Nesse decreto é estabelecido os procedimentos de consulta prévia em obras de infraestruturas, que gerem impacto em terras e territórios quilombolas, cabendo a Secretaria Estadual de Promoção da Igualdade Racial (SEPROMI) efetivar, porém, essa tem se omitido das responsabilidades.
Até o momento, o que se vê na cena política é o Estado e a sociedade racista, amparados pelo poder administrativo e jurídico exterminar o direito à diferença. Como bem afirma a socióloga Vilma Reis, é a burrice da intelectualidade daqueles de pele clara, considerados socialmente brancos no Brasil.
Por fim, em todos os debates realizados fica evidente que o projeto da Barragem de Baraúnas se viabiliza pelo racismo, estruturante da Administração Pública que permite a ignorância sobre documentos como os produzidos pelo ICMBio[12] sobre impactos do barramento no Parque Nacional da Chapada Diamantina e relatos de vida dos quilombolas.
A vivencia em séculos dos sujeitos provam a inviabilidade do barramento. Nas reuniões denunciam o atraso técnico dos estudos que fundamentam a obra, devido à falta de conhecimento da realidade hídrica atual.
Isso porque o Rio Vazante não dispõe de água para encher a barragem a ser construída. Há menos que esperem cerca de trinta anos, ou seja, construída uma adutora para encher a barragem, até lá a vida e memória dos quilombolas de Vazante já foi submersa nas águas com cor.
Por Diosmar Filho é geógrafo, professor e pesquisador – e-mail: ptfilho@gmail.com
Fotos: Maurício Reis
[1] Texto extraído do vídeo publicado pela Revista Raça, da Roda de Conversas, em 1999, onde homenageou e entrevistou o Geógrafo Milton Santos.
[2] FANON, Frantz. Os condenados da terra. In: Frantz Fanon. Tradução Enilce Albergaria Rocha, Lucy Magalhães – Juiz de Fora: Ed. UFJF, 2005. p. 175.
[3] Liderança Quilombola da Chapada Diamantina, Território Quilombola de Vazante
[4] Liderança Quilombola da Chapada Diamantina, Território Quilombola de Baixão, falecido em 21 de novembro de 2014, após a titulação do Território de Baixão Velho em 19.11.2014 pelo Estado da Bahia.
[5] Constituição Federal de 1988.
[6] Segundo os dados do Censo Demográfico 2010 do IBGE.
[7] Com a reforma administrativa do Governo Estadual (2014) essa autarquia foi vinculada à Secretaria Estadual de Infraestrutura Hídrica e Saneamento. Antes vinculada à Secretaria Estadual do Meio Ambiente (SEMA).
[8] BAHIA. Anais do Seminário Justiça Ambiental pelas Águas “As Águas Não Têm Cor”. Instituto de Gestão das Águas e Clima (INGÁ), 2008. p. 112.

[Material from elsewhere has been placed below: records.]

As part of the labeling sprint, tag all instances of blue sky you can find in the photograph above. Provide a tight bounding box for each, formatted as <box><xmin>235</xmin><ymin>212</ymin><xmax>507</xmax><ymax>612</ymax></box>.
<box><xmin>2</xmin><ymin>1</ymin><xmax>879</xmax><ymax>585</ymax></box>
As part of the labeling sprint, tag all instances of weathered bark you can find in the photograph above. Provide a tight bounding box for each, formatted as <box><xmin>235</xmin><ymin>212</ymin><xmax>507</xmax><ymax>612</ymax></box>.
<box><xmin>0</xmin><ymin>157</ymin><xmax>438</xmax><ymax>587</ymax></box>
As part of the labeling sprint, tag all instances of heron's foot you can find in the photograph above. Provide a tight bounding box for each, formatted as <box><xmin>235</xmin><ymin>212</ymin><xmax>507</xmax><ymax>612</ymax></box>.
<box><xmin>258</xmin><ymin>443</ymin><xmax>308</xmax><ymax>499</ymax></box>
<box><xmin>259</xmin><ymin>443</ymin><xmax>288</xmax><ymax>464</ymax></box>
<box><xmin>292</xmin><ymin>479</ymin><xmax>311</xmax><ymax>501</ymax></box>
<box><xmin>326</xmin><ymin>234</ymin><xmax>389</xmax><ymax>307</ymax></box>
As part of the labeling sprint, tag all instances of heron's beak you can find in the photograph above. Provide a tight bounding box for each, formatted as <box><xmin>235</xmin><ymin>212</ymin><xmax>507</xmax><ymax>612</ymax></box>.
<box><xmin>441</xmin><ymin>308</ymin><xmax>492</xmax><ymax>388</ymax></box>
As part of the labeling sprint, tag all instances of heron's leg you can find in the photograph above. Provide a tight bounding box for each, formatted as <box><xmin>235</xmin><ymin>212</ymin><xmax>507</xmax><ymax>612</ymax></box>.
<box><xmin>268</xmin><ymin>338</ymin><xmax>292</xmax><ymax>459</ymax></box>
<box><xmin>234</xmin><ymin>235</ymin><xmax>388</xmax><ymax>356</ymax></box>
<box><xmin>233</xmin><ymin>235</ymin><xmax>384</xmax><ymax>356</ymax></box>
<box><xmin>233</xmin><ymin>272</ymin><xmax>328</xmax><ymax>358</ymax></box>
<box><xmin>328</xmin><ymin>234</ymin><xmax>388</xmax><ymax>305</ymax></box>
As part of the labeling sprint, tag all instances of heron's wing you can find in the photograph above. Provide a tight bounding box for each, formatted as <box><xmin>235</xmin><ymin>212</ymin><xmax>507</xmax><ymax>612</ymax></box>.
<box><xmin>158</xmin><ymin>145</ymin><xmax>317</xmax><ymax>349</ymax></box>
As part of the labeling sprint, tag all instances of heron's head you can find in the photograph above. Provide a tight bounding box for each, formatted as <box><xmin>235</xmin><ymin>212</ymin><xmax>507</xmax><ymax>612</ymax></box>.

[9] Ato das Disposições Constitucionais Transitórias.
[10] Conselho Estadual das Associações Quilombolas da Bahia.
[11] Autarquia estadual responsável pelo licenciamento ambiental e outorga de recursos hídricos, vinculado à Secretaria Estadual de Meio Ambiente.
[12] Instituto Chico Mendes de Conservação da Biodiversidade, autarquia vinculada ao Parque da Chapada Diamantina, este produziu estudo de fauna, flora e geomorfológico sobre área do Parque que será impactado pelo barramento.